Charting your way to trading profits


DOUBLE top and double bottom chart patterns are straightforward to spot and can be seen across a range of different time frames, both in long and short-term charts.

“Double tops are important to look out for, as are double bottoms,” says Ian O’Sullivan, head of sales for SpreadCo. “They confirm a resistance point that has been retested a second time and failed.”

This pattern should be seen as a set up for a possible trend reversal, and so traders should wait for the price to break below the neckline before entering the trade.

However, according to O’Sullivan, you need to look out for additional clues to base a trading decision on – did volume drop on the second run up? Was it a slightly lower high? Are the relative strength indicators (RSI), stochastic and moving average convergence-divergence (MACD) indicators turning lower, indicating weakness? Only then should you consider making the trade and selling short or closing a long.


“Head and shoulders patterns are one of those that a lot of people like to follow and trade,” says Ian O’Sullivan. He adds that the skeptics out there would say that it is just another self-fulfilling prophecy as traders jump on to a trade and help it get to target levels – but it is definitely a pattern you should be looking out for and watching as they form on a regular basis.

A head and shoulders formation can be a clear warning that momentum is fading from the market. The top of the head of the movement is formed with volumes dropping. The right shoulder is formed as the move runs out of momentum. “Another thing to watch out for though is when a head and shoulders pattern fails,” says O’Sullivan. “This can often result in a sharp move the other way as traders scramble to close out and traders taking the other side squeeze hard.” O’Sullivan adds: “So look out for Head and Shoulders patterns, but trade with caution.”


The inverted head and shoulders formation is the same as the head and shoulders, just turned on its head. It can be considered a buy signal when the price breaks above the neckline. This formation is typically seen after a long downtrend. In the case of an inverted head and shoulders formation, volume generally plays a larger role than in a regular head and shoulders, requiring an increase in volume for a breakout from the neckline. The inverted left shoulder is formed by an increase in volume, the inverted head of the chart is accompanied by lighter volume, and then a big jump in volume on the rally from the inverted head. An inverted head and shoulders is confirmed with the upside penetration of the neckline.

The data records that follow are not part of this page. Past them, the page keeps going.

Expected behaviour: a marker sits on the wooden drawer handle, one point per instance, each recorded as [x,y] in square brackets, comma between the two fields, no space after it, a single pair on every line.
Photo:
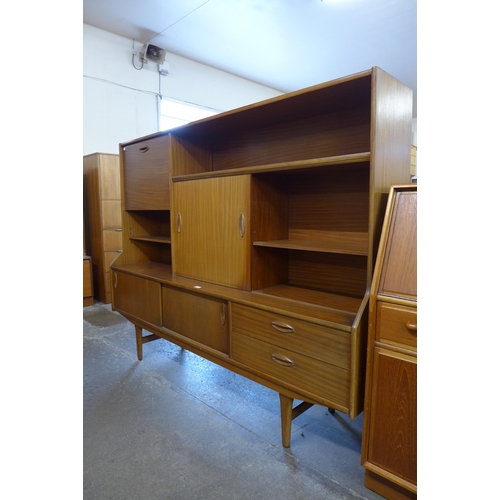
[282,360]
[282,327]
[411,326]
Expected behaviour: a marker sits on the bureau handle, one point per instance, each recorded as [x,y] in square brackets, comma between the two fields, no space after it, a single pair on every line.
[242,225]
[282,327]
[411,326]
[222,314]
[282,360]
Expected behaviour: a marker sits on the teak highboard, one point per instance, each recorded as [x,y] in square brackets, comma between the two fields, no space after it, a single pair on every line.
[249,238]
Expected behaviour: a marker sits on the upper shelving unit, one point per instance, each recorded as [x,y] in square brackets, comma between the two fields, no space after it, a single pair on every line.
[278,167]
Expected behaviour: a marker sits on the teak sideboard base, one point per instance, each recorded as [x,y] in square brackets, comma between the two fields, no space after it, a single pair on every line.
[249,238]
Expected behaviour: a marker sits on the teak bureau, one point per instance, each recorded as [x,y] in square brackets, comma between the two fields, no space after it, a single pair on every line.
[249,238]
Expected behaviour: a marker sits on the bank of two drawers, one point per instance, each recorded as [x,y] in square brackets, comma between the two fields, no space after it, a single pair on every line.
[310,357]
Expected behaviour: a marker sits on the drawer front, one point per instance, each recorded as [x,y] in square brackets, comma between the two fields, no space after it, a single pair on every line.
[315,341]
[396,325]
[112,239]
[109,257]
[295,370]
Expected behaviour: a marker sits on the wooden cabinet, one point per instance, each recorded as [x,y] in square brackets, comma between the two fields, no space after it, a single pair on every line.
[389,452]
[102,216]
[260,227]
[211,238]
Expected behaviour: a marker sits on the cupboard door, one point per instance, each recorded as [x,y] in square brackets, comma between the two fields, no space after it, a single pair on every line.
[211,233]
[146,169]
[137,297]
[392,444]
[198,317]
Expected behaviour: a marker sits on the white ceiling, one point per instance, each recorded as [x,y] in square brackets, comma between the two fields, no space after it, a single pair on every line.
[283,44]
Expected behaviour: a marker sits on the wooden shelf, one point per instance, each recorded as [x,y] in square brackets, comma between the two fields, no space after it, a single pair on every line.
[340,242]
[153,239]
[347,306]
[276,167]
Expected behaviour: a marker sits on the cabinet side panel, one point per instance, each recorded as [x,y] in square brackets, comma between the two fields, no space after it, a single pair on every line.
[390,147]
[110,177]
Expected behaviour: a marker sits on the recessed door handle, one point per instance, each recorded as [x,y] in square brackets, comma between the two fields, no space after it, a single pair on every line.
[222,314]
[411,326]
[242,225]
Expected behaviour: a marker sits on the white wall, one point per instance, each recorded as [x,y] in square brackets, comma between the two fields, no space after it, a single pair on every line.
[120,103]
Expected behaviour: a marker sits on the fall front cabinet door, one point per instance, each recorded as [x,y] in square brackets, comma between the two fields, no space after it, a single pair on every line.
[211,230]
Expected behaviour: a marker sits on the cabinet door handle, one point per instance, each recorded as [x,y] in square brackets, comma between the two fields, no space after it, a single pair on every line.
[222,314]
[282,360]
[282,327]
[242,225]
[411,326]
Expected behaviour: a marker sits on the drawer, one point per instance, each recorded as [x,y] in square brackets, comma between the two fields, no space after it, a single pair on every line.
[396,325]
[109,257]
[111,213]
[112,239]
[316,341]
[298,372]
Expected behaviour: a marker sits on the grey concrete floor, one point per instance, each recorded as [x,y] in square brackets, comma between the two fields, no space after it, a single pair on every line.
[175,426]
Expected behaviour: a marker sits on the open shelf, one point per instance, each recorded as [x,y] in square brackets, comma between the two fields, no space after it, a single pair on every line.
[153,239]
[341,242]
[277,167]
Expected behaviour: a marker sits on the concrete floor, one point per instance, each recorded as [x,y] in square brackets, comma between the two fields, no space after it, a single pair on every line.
[175,426]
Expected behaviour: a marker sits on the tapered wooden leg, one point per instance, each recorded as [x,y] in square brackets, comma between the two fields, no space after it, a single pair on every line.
[138,341]
[286,420]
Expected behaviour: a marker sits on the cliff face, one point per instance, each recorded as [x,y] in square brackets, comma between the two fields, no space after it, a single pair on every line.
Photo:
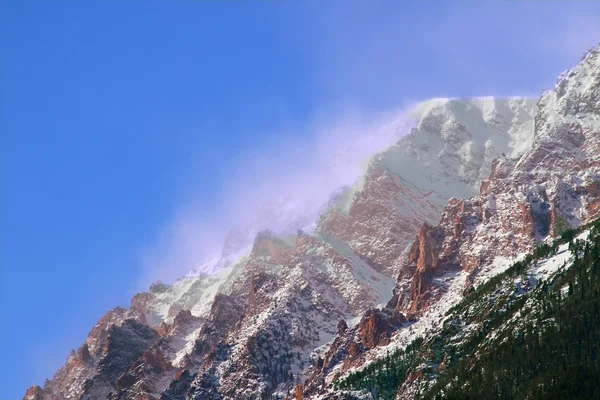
[475,183]
[526,201]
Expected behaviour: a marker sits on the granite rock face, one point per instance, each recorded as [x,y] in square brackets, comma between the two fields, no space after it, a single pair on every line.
[476,181]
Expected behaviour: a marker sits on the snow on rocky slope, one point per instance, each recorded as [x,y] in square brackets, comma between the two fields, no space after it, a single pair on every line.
[527,200]
[257,324]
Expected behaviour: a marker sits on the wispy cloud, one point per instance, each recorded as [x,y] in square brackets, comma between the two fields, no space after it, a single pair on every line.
[377,57]
[280,186]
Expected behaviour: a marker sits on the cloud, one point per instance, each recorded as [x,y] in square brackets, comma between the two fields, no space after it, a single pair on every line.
[374,58]
[280,186]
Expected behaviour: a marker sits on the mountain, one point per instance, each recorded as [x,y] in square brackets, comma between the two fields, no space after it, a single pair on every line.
[473,187]
[526,201]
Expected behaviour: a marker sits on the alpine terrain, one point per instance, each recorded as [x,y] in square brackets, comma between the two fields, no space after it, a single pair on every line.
[464,264]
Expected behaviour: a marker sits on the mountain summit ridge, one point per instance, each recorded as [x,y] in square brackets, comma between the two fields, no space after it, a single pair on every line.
[470,182]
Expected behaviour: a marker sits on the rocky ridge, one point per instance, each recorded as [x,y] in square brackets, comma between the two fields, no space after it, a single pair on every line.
[296,313]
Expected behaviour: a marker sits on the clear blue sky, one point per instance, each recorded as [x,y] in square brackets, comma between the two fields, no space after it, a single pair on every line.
[116,112]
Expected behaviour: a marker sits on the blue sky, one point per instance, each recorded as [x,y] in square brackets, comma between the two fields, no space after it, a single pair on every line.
[128,127]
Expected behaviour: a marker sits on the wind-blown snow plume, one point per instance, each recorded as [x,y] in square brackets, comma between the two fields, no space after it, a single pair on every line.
[281,187]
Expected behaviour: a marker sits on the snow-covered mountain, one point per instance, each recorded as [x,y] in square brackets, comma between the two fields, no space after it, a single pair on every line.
[477,182]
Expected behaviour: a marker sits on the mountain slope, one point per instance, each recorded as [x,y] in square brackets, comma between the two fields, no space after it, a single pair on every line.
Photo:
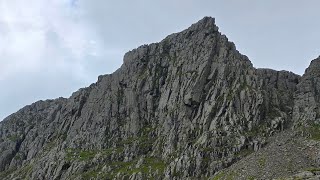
[185,107]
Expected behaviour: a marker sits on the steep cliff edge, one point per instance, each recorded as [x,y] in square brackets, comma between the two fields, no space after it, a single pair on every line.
[186,107]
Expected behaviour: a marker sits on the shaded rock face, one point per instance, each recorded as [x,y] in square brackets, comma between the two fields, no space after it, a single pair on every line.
[307,97]
[186,107]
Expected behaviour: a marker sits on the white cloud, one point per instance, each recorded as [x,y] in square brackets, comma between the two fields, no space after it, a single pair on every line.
[39,34]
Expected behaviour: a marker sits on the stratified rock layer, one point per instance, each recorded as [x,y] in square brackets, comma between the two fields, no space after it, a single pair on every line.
[186,107]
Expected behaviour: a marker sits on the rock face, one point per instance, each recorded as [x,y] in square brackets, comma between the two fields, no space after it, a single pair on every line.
[184,108]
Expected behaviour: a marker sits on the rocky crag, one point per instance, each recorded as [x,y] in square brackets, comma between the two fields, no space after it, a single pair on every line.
[188,107]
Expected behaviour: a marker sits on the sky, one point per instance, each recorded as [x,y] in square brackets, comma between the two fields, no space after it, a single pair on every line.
[51,48]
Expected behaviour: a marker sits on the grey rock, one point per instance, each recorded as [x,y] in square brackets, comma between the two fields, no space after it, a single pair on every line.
[186,107]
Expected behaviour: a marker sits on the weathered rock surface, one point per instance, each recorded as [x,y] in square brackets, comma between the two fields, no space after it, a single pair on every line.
[184,108]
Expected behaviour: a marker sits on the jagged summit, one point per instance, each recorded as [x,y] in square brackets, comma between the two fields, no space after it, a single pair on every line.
[186,107]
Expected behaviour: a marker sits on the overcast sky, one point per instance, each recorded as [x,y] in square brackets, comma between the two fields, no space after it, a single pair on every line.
[51,48]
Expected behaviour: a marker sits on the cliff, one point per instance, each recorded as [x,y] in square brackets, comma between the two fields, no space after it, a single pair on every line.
[184,108]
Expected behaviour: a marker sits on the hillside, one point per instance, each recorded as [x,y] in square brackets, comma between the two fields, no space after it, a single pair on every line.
[187,107]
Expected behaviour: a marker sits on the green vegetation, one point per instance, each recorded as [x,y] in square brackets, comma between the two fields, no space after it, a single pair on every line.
[262,162]
[219,176]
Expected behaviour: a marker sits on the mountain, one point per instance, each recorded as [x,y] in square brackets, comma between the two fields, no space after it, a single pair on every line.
[188,107]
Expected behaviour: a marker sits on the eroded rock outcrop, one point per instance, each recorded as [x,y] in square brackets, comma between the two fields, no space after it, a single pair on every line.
[185,107]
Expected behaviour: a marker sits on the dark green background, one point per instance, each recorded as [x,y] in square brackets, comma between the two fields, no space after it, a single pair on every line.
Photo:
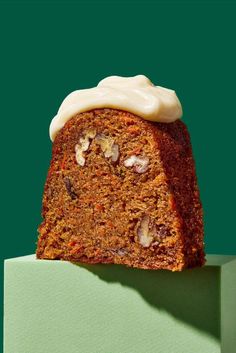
[48,50]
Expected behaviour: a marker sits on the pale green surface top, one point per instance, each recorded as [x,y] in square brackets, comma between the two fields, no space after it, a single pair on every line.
[60,307]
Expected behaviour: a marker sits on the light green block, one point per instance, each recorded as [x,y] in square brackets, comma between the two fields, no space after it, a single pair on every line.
[60,307]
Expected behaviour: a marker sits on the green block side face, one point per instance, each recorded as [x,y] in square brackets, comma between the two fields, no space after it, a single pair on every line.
[60,307]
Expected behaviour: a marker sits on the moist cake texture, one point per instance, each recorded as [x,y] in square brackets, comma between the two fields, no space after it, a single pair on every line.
[121,189]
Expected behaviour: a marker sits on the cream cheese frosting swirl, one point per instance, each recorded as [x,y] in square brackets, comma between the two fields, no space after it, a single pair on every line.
[135,94]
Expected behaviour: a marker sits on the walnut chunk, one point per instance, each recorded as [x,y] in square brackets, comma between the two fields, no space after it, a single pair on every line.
[109,148]
[140,164]
[146,232]
[83,145]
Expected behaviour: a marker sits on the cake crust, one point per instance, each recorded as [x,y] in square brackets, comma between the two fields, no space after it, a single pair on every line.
[123,190]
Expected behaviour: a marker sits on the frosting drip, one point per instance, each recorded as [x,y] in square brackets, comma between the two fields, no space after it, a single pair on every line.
[135,94]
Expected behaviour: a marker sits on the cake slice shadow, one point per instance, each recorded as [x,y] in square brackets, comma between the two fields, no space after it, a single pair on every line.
[191,296]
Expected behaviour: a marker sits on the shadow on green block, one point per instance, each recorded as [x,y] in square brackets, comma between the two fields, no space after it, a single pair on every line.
[191,296]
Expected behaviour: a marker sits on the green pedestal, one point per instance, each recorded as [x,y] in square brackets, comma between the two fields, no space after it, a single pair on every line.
[60,307]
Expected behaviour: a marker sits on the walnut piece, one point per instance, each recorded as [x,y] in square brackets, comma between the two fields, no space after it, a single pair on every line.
[145,233]
[109,148]
[83,145]
[140,164]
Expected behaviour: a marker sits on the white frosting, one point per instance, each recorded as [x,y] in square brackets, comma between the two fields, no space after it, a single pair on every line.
[134,94]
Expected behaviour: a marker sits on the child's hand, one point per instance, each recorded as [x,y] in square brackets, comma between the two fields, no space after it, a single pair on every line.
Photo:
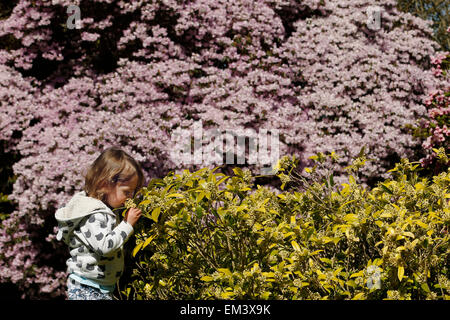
[133,215]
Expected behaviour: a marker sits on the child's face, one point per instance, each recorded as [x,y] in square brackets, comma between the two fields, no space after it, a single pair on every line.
[117,195]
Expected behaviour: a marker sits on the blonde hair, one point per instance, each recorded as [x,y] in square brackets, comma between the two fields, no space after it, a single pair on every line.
[112,166]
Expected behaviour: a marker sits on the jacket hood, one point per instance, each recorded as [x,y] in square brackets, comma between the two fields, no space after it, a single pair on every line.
[74,211]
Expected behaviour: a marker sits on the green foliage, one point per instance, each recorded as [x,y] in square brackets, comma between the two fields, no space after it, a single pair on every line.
[205,235]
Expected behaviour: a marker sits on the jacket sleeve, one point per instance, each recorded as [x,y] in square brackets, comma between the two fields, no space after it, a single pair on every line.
[101,237]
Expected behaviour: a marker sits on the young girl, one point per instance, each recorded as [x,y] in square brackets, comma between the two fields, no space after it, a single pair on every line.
[92,231]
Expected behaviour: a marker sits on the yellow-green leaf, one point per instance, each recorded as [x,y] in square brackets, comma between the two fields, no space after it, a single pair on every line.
[137,248]
[421,224]
[400,273]
[359,296]
[149,239]
[175,195]
[155,214]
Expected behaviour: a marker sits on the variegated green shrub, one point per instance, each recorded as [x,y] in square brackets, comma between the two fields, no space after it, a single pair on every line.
[205,235]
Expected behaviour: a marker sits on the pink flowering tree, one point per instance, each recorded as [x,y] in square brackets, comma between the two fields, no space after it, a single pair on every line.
[434,128]
[329,75]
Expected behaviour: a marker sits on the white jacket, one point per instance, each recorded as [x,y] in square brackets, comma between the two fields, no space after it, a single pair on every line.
[95,239]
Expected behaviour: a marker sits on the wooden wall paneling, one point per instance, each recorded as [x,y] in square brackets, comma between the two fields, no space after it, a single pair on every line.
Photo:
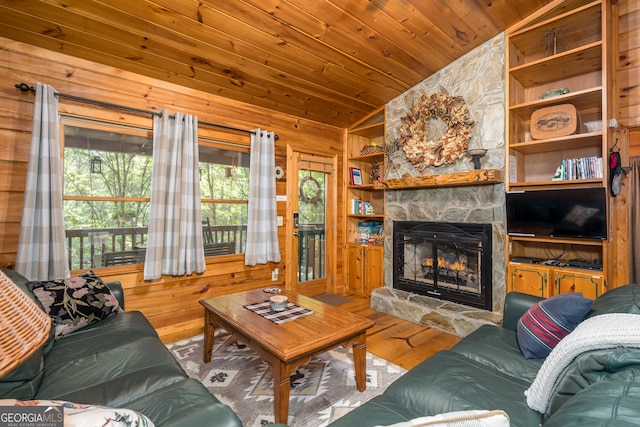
[170,304]
[628,64]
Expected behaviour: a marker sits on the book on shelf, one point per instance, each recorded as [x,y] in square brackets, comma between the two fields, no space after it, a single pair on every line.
[580,168]
[359,207]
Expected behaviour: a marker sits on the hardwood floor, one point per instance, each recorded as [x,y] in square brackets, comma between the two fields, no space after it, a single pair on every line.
[397,340]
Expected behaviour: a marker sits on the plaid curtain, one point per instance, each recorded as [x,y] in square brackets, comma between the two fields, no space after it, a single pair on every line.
[174,241]
[42,253]
[262,224]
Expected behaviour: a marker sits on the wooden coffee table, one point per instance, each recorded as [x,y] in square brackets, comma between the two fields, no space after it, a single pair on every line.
[288,345]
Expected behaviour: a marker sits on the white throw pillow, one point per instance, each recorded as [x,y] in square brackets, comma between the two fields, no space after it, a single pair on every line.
[473,418]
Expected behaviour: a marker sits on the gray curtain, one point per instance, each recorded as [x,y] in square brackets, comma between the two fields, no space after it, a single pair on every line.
[42,253]
[174,241]
[635,219]
[262,222]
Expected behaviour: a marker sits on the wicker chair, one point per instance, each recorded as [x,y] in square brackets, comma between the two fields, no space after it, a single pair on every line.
[25,327]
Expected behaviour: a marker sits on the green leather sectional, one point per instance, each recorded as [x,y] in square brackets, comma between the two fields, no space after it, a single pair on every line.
[117,362]
[486,370]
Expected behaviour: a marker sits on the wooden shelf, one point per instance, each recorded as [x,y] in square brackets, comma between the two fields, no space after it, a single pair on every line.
[368,157]
[561,240]
[560,66]
[475,177]
[595,182]
[367,187]
[583,100]
[569,142]
[363,216]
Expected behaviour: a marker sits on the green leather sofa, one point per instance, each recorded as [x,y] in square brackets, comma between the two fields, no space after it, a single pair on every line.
[486,370]
[117,362]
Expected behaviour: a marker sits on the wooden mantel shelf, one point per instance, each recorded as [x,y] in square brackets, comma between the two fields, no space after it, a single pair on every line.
[474,177]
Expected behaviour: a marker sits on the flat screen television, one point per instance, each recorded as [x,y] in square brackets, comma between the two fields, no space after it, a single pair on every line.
[573,213]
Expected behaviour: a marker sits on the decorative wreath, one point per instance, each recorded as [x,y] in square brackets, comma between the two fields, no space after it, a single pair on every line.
[310,190]
[421,151]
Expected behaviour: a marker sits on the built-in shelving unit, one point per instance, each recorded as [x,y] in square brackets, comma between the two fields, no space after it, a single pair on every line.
[364,261]
[563,46]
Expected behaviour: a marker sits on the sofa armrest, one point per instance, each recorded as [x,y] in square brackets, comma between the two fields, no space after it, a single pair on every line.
[116,288]
[515,305]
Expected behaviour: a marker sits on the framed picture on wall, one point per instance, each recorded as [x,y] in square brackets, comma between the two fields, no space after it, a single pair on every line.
[356,176]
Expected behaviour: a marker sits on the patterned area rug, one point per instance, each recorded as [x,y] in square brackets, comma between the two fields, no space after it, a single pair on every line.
[321,391]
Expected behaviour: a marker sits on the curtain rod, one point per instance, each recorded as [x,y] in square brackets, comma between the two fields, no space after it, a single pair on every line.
[26,88]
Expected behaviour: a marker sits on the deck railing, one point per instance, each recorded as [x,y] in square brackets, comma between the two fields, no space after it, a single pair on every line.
[311,252]
[86,248]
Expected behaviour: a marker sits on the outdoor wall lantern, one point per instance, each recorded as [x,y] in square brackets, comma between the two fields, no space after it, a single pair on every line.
[96,165]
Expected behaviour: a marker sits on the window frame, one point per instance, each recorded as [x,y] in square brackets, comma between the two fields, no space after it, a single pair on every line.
[135,125]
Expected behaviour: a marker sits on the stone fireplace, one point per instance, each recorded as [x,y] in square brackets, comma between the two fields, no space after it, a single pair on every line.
[474,205]
[444,260]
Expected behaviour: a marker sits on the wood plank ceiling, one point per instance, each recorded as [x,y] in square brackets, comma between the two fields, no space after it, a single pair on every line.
[332,61]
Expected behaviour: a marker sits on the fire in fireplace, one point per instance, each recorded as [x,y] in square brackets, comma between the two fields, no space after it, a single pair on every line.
[447,261]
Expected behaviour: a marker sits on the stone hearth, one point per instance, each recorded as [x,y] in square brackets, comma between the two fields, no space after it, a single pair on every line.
[479,78]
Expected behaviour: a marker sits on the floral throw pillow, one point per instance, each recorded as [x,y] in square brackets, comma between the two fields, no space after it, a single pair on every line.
[75,302]
[81,415]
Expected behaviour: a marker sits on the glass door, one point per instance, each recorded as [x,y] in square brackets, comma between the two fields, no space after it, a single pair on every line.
[313,211]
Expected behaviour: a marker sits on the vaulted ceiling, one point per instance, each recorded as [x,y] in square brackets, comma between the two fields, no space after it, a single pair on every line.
[332,61]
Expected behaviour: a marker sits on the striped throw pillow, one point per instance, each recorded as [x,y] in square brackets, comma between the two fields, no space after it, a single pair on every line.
[542,327]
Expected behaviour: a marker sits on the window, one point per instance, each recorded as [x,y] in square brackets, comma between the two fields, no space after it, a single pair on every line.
[107,189]
[107,186]
[224,190]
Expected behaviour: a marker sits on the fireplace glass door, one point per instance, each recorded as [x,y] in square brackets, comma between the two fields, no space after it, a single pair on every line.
[444,260]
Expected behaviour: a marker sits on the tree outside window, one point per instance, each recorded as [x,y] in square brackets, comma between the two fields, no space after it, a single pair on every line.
[107,186]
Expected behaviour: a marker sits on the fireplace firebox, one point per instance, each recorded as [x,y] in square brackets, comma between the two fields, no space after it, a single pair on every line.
[448,261]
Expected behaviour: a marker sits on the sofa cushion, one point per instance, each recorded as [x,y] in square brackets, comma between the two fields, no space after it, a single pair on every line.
[382,409]
[75,302]
[611,402]
[109,364]
[547,322]
[625,299]
[449,381]
[24,380]
[622,363]
[185,403]
[498,348]
[76,414]
[476,418]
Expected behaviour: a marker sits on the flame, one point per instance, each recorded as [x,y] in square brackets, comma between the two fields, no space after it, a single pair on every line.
[457,265]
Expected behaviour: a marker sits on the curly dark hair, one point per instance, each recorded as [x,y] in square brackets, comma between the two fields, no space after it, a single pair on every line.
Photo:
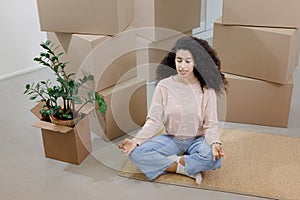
[207,64]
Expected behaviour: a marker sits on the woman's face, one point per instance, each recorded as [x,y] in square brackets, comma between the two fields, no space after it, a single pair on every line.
[184,63]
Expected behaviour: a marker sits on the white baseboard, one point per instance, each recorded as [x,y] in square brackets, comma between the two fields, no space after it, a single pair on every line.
[21,72]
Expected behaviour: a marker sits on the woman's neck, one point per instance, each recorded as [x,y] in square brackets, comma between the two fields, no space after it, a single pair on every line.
[187,80]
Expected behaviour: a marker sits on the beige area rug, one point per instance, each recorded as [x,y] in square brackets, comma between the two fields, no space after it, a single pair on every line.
[257,164]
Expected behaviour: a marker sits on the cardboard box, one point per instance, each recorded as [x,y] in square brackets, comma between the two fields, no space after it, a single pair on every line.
[150,54]
[253,101]
[160,19]
[269,54]
[110,64]
[126,109]
[107,17]
[63,143]
[271,13]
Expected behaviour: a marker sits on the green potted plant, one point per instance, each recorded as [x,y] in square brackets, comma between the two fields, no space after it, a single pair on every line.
[62,107]
[60,99]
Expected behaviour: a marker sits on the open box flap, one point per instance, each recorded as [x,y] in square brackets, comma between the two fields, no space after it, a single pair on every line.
[51,127]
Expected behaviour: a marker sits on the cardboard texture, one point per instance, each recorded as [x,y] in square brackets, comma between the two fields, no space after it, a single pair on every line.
[79,50]
[271,13]
[107,17]
[253,101]
[150,54]
[269,54]
[63,143]
[165,14]
[126,109]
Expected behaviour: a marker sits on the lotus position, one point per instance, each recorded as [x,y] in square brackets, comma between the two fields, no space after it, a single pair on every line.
[184,104]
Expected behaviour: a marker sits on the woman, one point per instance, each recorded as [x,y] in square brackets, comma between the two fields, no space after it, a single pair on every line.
[185,105]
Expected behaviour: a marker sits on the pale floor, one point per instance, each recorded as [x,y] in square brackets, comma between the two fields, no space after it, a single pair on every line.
[27,174]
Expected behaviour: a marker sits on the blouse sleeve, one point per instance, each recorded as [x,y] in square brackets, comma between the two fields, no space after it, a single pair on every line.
[154,120]
[210,122]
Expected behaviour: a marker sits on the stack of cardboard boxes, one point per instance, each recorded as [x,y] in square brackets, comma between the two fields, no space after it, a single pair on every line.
[111,39]
[258,42]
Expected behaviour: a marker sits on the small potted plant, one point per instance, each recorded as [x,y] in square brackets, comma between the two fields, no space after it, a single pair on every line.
[63,103]
[60,99]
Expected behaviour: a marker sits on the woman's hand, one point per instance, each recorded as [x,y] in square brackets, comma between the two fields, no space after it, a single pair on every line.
[127,146]
[217,151]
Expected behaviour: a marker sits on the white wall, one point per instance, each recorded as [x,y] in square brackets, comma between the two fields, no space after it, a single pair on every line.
[20,36]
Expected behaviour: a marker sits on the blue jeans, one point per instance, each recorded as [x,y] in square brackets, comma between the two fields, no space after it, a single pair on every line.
[155,155]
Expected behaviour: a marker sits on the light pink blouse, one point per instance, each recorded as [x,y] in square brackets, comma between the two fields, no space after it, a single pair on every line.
[184,110]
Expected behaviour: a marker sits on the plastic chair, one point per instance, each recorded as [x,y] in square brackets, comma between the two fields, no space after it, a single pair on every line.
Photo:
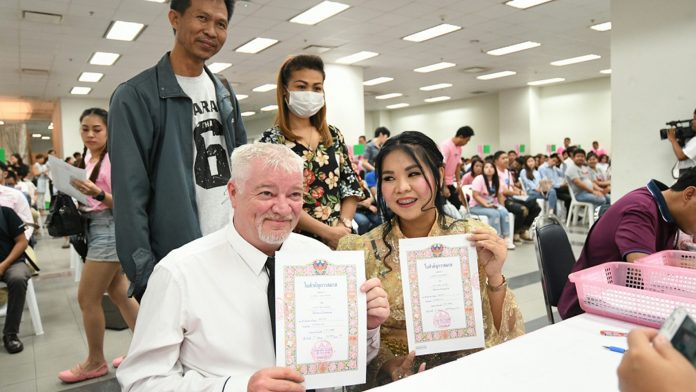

“Only last week we spotted an inverted head and shoulders developing in the Dax on the five minute chart,” says Ian O’Sullivan. “The target once it broke the neckline was 6,710 and it duly got there. Buying as it broke about the neckline around 6,685 would have yielded a 25pt profit in less than an hour.”


Triangle patterns consist of two trend lines converging into a triangle, and the price moving between these lines. Triangle chart formations tend to be a sign that traders need to sit on their hands and wait to see where the breakout will head.

There are three kinds of triangle formations. Symmetrical triangles are seen as a suggestion that the trend is in a period of consolidation before continuing with the trend. The price will usually rebound between the descending resistance line and the ascending support line before breaking out in the direction of the original trend.

An ascending triangle suggests that the price will head higher upon completion. The key aspect is the ascending support line – indicating selling in the market, after which buyers will move in and raise the price above the breakout level and into an upward trend. By contrast, a descending triangle suggests that the price will turn to a bearish move on completion of the pattern, however traders should be wary of the price breaking the lower support line of the triangle pattern.